School Dropouts % in Bulgaria Slightly Below EU AverageBulgaria in EU | April 11, 2013, Thursday // 15:43| views
Bulgaria is the only country in the EU where on average the proportion of female dropouts (12.5% in 2012) is higher than the one of males (12.1%). File photo
The percentage of the Bulgarian population aged 18-24 with at most lower secondary education and who are currently not in further education or training, or the so-called early leavers, has dropped from 20.5% in 2005 to 12.5% in 2012.
In 2010, this percentage was 13.9%. The EU target for Bulgaria is set at 11%.
The data was released Thursday by Eurostat, the statistical office of the EU.
Bulgaria is also the only country in the EU where on average the proportion of female dropouts (12.5% in 2012) is higher than the one of males (12.1%).
The percentage of people with tertiary education in Bulgaria was 24.9% in 2005, 27.7% in 2010, dropping to 26.9% in 2012 (33.6% for women and 20.5% for men) with the target set at 40%.
In 2012, the share of population aged 30 to 34 in the EU having completed tertiary education was 36%, while the share of early leavers from education and training was down to 13%.
Improving the EU's performance in education is one of the key objectives of the Europe 2020 strategy, adopted by the European Council in June 2010. Targets on education are to increase the proportion of persons having completed tertiary education and to reduce the number of early leavers from education and training.
In the EU, 36% of persons aged 30 to 34 had completed tertiary education in 2012, compared with 34% in 2010 and 28% in 2005. The Europe 2020 strategy's target is that at least 40% of the population in this age group in the EU should have completed tertiary education in 2020.
For early leavers from education and training, 13% of the population aged 18-24 in the EU had at most lower secondary education and were currently not in further education or training, compared with 14% in 2010 and 16% in 2005. The target for 2020 for the EU is to reduce the share to below 10%.
Proportion of those aged 30-34 who completed tertiary education ranges from 22% in Italy, Romania and Malta, to 51% in Ireland, 49.9% in Cyprus, 49.6% in Luxembourg and 48.7% in Lithuania and the lowest in Italy (21.7%), Romania (21.8%) and Malta (22.4%).
Eight Member States have already met or exceeded their 2020 national targets for this indicator (Denmark, Cyprus, Latvia, Lithuania, Luxembourg, the Netherlands, Finland and Sweden).
On average in the EU, a higher proportion of women aged 30 to 34 had completed tertiary education than men (40.0% compared with 31.6%).
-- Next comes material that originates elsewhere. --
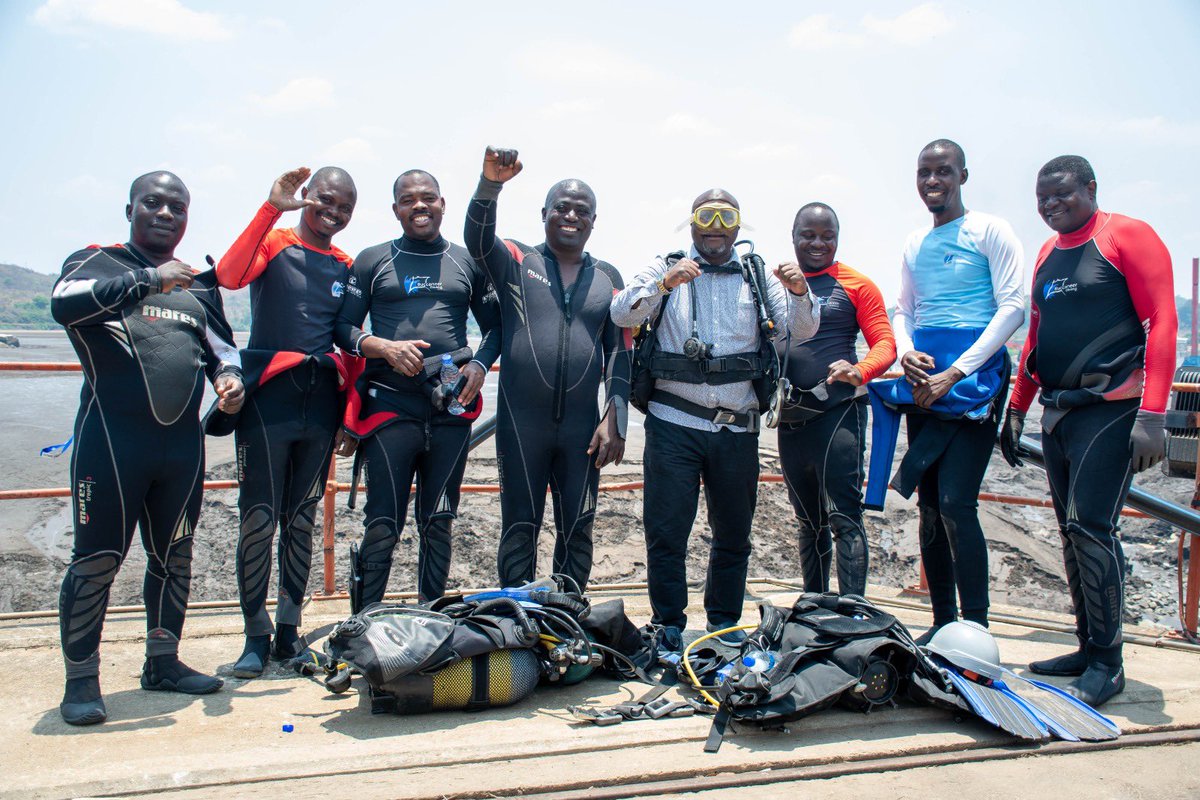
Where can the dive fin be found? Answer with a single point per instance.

This was true for almost all Member States, with the largest gaps in Estonia, Latvia and Slovenia.
For women, the proportion ranged from 23.2% in Romania to 57.9% in Ireland, while for men it varied between 17.2% in Italy and 50.4% in Luxembourg.
In 2012, the proportion of those aged 30 to 34 who had completed tertiary education increased compared with 2005 in all Member States. The proportion in particular almost doubled in Latvia (from 18.5% in 2005 to 37.0% in 2012), the Czech Republic (13.0% and 25.6%) and Romania (11.4% and 21.8%).
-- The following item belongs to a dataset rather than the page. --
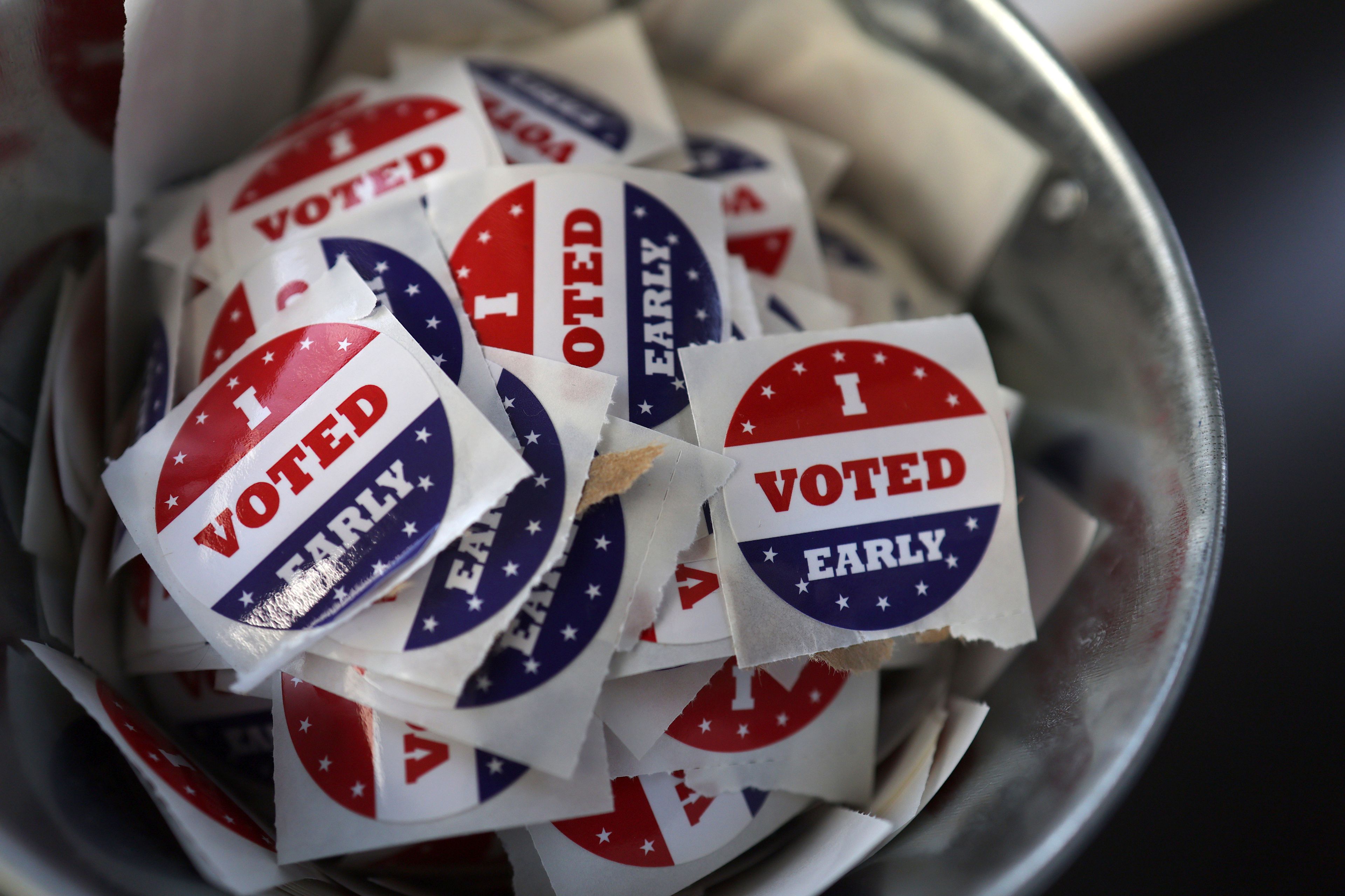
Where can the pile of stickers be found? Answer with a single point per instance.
(538, 481)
Share of early leavers from education and training ranges from 4% in Slovenia to 25% in Spain
In 2012, the lowest proportions of the population aged 18-24 who had at most lower secondary education and were currently not in further education or training were observed in Slovenia (4.4%), Slovakia (5.3%), the Czech Republic (5.5%) and Poland (5.7%), and the highest in Spain (24.9%), Malta (22.6%) and Portugal (20.8%).
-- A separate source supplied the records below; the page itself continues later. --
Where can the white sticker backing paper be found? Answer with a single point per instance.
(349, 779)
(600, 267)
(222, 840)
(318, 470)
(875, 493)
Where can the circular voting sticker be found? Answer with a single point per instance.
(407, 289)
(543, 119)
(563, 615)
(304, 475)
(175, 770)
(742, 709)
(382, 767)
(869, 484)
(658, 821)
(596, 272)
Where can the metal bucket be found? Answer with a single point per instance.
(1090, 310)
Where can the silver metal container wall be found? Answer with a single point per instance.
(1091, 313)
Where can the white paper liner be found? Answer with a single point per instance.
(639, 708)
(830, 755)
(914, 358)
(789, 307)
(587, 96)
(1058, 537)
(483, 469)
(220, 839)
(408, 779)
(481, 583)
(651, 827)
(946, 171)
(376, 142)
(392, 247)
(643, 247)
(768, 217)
Nine Member States have already met or exceeded their 2020 national targets for this indicator (the Czech Republic, Denmark, Latvia, Lithuania, Luxembourg, Austria, Slovenia, Slovakia and Sweden).
In 2012, the proportion of early leavers from education and training decreased compared with 2005 in all Member States, except Poland and the United Kingdom. The most notable decrease was registered in Portugal(from 38.8% in 2005 to 20.8% in 2012).